Scheller is also careful not to paint the Assad regime solely as a brutal dictatorship, which is important to gain an accurate picture and understand today’s conflicting views regarding the Assads. While not exceptionally detailed, she discusses the Syrian government’s open door policy for Arab refugees, particularly those from Palestine and Iraq. Palestinian refugees were largely integrated and given rights on par with Syrian nationals, bar citizenship, while Iraqi refugees were allowed to flee the destruction following the 2003 invasion of Iraq. This strengthened the Assad regime’s image as the protector of Arab rights.

At times, Scheller seems to go against her central theme that the Assad regime’s main approach in foreign policy was waiting, and that Hafez al-Assad has shown to act “more on pragmatic than ideological grounds” (p. 18). Based on her own analysis, it would seem that Hafez al-Assad waited strategically when that seemed to be the best tactic, and acted when that it was in their favor, such as their support for the U.S. during the Gulf War. While waiting definitely features into Hafez al-Assad’s strategy, it does not seem to explain why his regime lasted so long or why his son’s regime has not compromised with the protesters, particularly as many of the Assads’ international decisions were seen as provocative – such as allowing Palestinian resistance groups, such as Hamas, to have a base in Syria despite being branded as “terrorists” by the U.S., and Bashar al-Assad’s outspokenness with regards to the 2003 U.S. invasion of Iraq. Can what ostensibly seems to be ‘waiting’ be characterized as more than just ensuring the longevity of the regime? It would appear that cooperating with more powerful international actors could ensure the durability of the regime more than provocative international dealings. Waiting has only been successful because the international community had other more pressing considerations in the Middle East, namely Saddam Hussein in Iraq, the Islamic revolution in Iran and the Israel-Palestine conflict. It seems that the Assads were able to merge ideology and pragmatism in their foreign policy and ensure their prolonged existence without making large ideological compromises.

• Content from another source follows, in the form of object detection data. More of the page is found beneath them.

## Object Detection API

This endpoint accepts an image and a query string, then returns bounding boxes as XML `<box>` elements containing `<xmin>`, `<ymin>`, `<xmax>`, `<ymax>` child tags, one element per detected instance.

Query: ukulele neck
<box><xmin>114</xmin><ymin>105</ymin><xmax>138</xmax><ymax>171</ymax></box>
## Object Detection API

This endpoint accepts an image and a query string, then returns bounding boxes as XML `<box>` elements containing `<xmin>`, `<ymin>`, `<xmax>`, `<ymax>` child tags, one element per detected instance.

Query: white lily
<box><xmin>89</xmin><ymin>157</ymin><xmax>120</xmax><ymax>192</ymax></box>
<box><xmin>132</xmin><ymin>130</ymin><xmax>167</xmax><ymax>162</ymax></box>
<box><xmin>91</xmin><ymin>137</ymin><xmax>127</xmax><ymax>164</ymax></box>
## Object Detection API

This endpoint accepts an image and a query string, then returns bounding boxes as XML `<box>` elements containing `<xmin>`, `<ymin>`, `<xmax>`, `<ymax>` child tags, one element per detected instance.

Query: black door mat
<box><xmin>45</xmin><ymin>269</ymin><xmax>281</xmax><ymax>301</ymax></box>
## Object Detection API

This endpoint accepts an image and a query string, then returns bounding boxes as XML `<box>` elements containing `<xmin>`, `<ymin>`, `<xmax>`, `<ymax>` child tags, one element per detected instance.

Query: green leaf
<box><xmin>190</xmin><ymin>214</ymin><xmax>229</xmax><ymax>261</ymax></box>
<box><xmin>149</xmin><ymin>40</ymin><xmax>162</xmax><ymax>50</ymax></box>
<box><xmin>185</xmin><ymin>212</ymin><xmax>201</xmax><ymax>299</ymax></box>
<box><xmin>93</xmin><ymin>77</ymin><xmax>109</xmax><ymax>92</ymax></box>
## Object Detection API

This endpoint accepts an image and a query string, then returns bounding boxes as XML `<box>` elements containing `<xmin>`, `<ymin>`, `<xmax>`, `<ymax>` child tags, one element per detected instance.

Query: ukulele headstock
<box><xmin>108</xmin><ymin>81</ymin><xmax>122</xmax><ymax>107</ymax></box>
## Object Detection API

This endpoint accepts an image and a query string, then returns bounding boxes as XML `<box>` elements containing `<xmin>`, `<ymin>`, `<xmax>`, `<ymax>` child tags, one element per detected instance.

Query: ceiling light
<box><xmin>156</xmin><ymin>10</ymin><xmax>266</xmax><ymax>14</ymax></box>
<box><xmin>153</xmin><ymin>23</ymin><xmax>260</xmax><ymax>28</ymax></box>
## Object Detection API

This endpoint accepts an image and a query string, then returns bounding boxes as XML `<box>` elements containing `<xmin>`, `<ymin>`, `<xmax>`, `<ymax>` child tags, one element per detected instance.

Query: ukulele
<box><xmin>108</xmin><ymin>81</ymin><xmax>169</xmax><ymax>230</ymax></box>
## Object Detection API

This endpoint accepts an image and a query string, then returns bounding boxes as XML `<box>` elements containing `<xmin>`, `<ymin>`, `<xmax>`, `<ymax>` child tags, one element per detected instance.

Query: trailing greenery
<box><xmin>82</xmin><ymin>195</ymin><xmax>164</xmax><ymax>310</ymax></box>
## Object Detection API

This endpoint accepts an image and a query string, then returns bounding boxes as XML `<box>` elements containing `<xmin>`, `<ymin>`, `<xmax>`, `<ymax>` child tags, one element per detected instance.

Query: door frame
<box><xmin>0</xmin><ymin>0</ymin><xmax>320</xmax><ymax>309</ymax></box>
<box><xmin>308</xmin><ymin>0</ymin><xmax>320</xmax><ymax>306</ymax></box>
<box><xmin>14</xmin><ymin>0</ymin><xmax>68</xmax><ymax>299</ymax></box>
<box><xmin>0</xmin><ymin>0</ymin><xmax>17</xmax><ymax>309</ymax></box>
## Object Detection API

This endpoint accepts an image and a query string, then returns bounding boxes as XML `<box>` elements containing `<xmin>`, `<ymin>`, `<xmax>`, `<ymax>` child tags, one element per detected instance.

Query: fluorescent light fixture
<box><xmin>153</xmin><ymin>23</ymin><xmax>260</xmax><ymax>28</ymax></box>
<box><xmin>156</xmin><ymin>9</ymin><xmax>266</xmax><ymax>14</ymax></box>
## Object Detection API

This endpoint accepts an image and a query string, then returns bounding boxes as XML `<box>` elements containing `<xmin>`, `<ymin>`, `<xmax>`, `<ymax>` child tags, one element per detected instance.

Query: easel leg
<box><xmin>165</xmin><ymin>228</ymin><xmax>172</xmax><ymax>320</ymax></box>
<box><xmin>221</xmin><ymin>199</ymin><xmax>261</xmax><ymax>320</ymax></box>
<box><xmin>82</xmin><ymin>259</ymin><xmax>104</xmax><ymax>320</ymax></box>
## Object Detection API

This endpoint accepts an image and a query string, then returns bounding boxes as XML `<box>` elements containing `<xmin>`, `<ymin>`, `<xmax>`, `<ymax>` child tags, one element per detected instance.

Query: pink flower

The chapter on Syrian-Israeli relations is slightly problematic. Scheller argues that it would seem that the Syrian-Israeli issue should be the easiest to solve as it is purely territorial, referring to Israel’s occupation and illegal annexation of the Golan Heights. However, she states that the reason there has never been an agreement is both sides’ unwillingness to compromise, as well as mutual suspicion. This assessment decontextualizes Israel’s role in the Middle East and overlooks the issue of the Palestinian refugees. Syria is currently home to over 500,000 Palestinian refugees, the majority of which are stateless. Any agreement with Israel would have to take into account the refugees, which is something that Israel is not willing to compromise on. Moreover, Syria’s mistrust of Israel is based on fact; after Israel’s occupation of the West Bank, Gaza, East Jerusalem and the Golan Heights, Israel (illegally) annexed East Jerusalem and the Golan. Israel also moved more than 500,000 Israeli settlers to the Occupied West Bank in contravention of international law. Thus, to characterize Syria’s actions simply as ‘stubbornness’ misses the point of principle and fact.

Bente Scheller’s book is a timely analysis of Syria’s foreign policy, and offers an interesting view regarding the agenda and reasoning behind the Assads’ foreign policy. She posits that Syria’s strategy has always been to wait out international criticism of its policies, as it eventually changes without the Syrian regime having to change its stance. This is important as it helps to explain Bashar al-Assad’s current strategy in the face of international condemnation of his treatment of the uprising. That said, as Scheller herself shows, there was more to Hafez al-Assad’s strategy than waiting. Moreover, some chapters, particularly on Syrian-Israeli relations, are overly simplistic and ignore the history and law surrounding the conflict.